Uniqueness of the minimizer for a random nonlocal functional with double-well potential in $d\le2$

TL;DR

This paper proves that for a class of nonlocal energy functionals with double-well potentials, the introduction of randomness ensures the uniqueness of minimizers in certain dimensions and fractional orders, contrasting with the deterministic case.

Contribution

The paper demonstrates that randomness induces uniqueness of minimizers for a nonlocal functional with double-well potential in specific dimensions and fractional orders.

Findings

Almost sure uniqueness of minimizers as domain expands.

Randomness breaks the symmetry of multiple minimizers.

Deterministic case admits two translation-invariant minimizers.

Abstract

We consider a small random perturbation of the energy functional $$ [u]^2_{H^s(\Lambda, R^d)} + \int_\Lambda W(u(x)) dx $$ for $s \in (0,1),$ where the non-local part $ [u]^2_{H^s(\Lambda,R^d)}$ denotes the total contribution from $\Lambda \subset R^d$ in the $H^s (R^d)$ Gagliardo semi-norm of $u$ and $W$ is a double well potential.
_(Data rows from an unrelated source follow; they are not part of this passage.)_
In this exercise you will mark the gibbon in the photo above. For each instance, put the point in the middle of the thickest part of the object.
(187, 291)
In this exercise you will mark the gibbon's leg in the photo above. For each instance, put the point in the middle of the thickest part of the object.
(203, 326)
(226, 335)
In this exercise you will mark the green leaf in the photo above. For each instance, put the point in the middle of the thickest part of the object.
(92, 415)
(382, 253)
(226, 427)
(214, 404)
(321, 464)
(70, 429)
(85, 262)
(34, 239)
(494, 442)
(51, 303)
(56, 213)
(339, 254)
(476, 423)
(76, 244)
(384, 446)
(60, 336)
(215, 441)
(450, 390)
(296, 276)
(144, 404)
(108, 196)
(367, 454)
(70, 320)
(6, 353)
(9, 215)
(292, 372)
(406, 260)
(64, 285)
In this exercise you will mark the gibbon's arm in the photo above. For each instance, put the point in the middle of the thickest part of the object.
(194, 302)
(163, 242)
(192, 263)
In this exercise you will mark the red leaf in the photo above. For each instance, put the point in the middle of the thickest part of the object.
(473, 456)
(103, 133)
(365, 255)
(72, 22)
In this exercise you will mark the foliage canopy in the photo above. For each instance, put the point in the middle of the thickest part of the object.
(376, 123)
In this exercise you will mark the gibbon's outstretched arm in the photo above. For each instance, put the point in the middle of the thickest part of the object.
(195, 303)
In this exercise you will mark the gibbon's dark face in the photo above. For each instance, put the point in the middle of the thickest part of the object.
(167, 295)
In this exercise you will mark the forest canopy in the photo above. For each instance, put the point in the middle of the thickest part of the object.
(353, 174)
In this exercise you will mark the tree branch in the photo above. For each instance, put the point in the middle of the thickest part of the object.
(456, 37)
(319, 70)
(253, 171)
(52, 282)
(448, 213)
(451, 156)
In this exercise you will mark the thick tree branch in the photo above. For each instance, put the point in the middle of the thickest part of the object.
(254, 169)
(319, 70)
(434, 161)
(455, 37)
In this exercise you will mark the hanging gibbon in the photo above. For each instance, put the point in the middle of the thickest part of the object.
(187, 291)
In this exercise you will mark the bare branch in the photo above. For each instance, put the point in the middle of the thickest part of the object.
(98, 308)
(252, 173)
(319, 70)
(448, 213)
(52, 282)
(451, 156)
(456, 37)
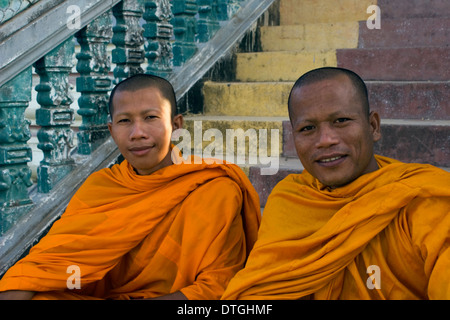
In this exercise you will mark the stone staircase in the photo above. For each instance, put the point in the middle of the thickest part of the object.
(406, 65)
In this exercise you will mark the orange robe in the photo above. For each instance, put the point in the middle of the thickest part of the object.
(321, 243)
(186, 227)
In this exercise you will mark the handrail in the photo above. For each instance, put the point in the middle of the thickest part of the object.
(48, 207)
(39, 29)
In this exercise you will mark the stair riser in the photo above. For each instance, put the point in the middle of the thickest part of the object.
(246, 99)
(396, 100)
(294, 12)
(280, 66)
(401, 33)
(392, 100)
(399, 9)
(407, 64)
(241, 142)
(309, 37)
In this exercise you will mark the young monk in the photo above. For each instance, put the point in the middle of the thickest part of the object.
(150, 227)
(352, 225)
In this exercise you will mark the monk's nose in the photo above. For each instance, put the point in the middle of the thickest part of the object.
(138, 131)
(327, 137)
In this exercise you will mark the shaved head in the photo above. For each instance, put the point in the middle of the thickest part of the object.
(324, 73)
(142, 81)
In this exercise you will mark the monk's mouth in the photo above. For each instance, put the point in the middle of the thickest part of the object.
(331, 161)
(140, 151)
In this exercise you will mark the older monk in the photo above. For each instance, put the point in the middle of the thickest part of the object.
(352, 225)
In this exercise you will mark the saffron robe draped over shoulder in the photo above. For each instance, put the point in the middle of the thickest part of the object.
(386, 235)
(186, 227)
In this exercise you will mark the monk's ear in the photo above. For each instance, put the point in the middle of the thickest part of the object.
(374, 122)
(177, 122)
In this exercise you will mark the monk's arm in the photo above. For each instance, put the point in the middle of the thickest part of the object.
(172, 296)
(16, 295)
(430, 228)
(217, 207)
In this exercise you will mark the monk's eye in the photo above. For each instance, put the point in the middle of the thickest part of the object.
(306, 128)
(342, 120)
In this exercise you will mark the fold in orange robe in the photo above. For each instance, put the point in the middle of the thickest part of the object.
(186, 227)
(318, 243)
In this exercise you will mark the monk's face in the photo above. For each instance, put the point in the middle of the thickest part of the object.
(142, 127)
(333, 136)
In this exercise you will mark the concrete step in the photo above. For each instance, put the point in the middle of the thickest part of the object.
(410, 100)
(400, 9)
(294, 12)
(405, 140)
(404, 33)
(280, 66)
(264, 99)
(420, 100)
(265, 183)
(407, 64)
(252, 139)
(310, 37)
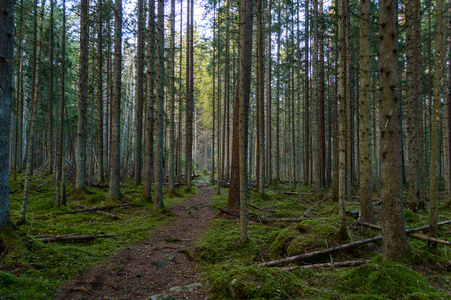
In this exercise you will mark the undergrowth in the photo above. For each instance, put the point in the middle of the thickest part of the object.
(34, 270)
(232, 272)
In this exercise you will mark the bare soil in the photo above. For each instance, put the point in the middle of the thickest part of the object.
(130, 273)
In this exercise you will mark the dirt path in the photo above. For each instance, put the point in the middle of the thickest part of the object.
(133, 272)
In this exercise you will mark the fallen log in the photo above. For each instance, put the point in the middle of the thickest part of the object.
(229, 212)
(93, 209)
(425, 227)
(340, 247)
(256, 218)
(73, 238)
(429, 239)
(414, 235)
(261, 209)
(319, 252)
(101, 212)
(278, 219)
(352, 263)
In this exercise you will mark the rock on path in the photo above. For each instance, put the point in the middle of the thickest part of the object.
(153, 267)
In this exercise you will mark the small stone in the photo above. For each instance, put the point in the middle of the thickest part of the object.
(158, 263)
(170, 257)
(161, 297)
(188, 288)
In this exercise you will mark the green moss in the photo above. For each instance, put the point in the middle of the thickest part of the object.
(37, 269)
(278, 247)
(244, 282)
(410, 216)
(386, 279)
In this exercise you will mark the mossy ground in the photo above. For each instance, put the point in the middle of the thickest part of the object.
(34, 270)
(230, 267)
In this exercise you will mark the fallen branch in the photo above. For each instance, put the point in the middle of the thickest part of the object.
(413, 235)
(94, 209)
(352, 263)
(278, 219)
(429, 239)
(101, 212)
(340, 247)
(229, 212)
(319, 252)
(261, 209)
(73, 238)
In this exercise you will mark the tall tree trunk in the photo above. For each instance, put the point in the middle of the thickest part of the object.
(172, 92)
(365, 117)
(115, 168)
(100, 170)
(277, 156)
(148, 154)
(435, 135)
(394, 241)
(33, 114)
(82, 97)
(159, 109)
(6, 75)
(244, 73)
(139, 93)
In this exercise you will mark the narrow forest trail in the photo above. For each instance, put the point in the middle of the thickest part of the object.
(136, 272)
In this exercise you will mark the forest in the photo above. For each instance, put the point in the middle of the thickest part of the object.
(246, 149)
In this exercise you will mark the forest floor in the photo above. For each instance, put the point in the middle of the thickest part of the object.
(161, 265)
(191, 249)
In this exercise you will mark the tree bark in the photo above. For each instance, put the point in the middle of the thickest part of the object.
(435, 120)
(139, 92)
(33, 114)
(394, 241)
(115, 167)
(365, 117)
(159, 109)
(244, 73)
(148, 154)
(82, 97)
(6, 74)
(172, 92)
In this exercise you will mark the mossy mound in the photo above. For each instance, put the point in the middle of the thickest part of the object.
(245, 282)
(388, 280)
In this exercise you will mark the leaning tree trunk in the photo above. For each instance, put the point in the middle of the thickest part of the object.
(245, 62)
(82, 97)
(139, 93)
(159, 110)
(435, 120)
(59, 176)
(148, 153)
(342, 33)
(171, 101)
(365, 118)
(31, 137)
(6, 74)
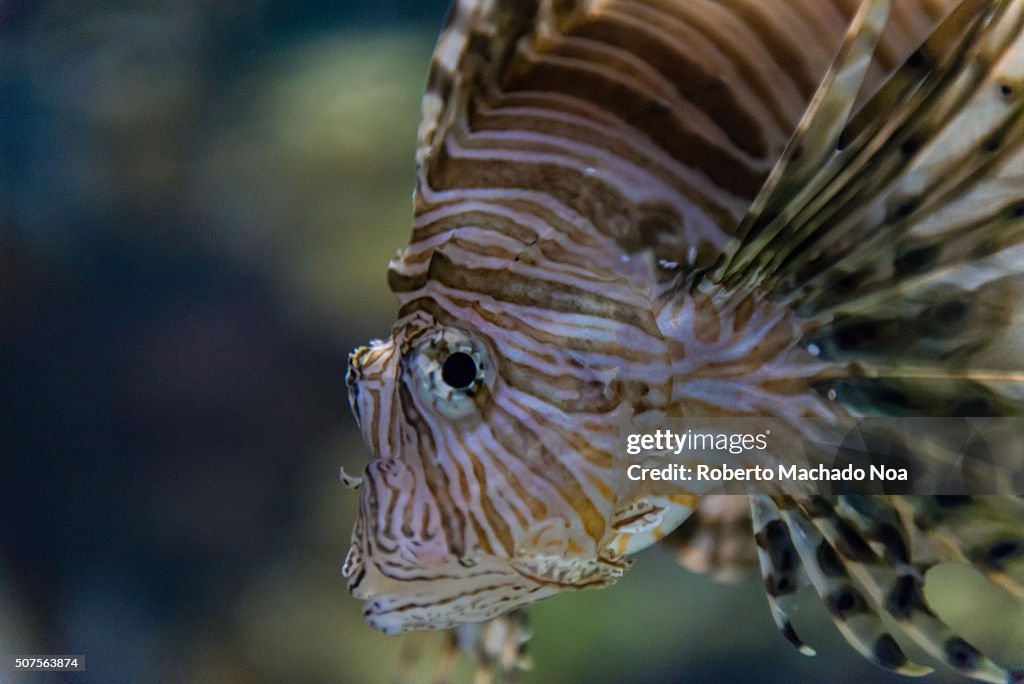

We show that there exists, as $\Lambda $ invades $ R^d$, for almost all realizations of the random term a minimizer under compact perturbations, which is unique when $d=2$, $s \in (\frac 12,1)$ and when $d=1$, $s \in [\frac 14, 1).$ This uniqueness is a consequence of the randomness. When the random term is absent, there are two minimizers which are invariant under translations in space, $u = \pm 1$.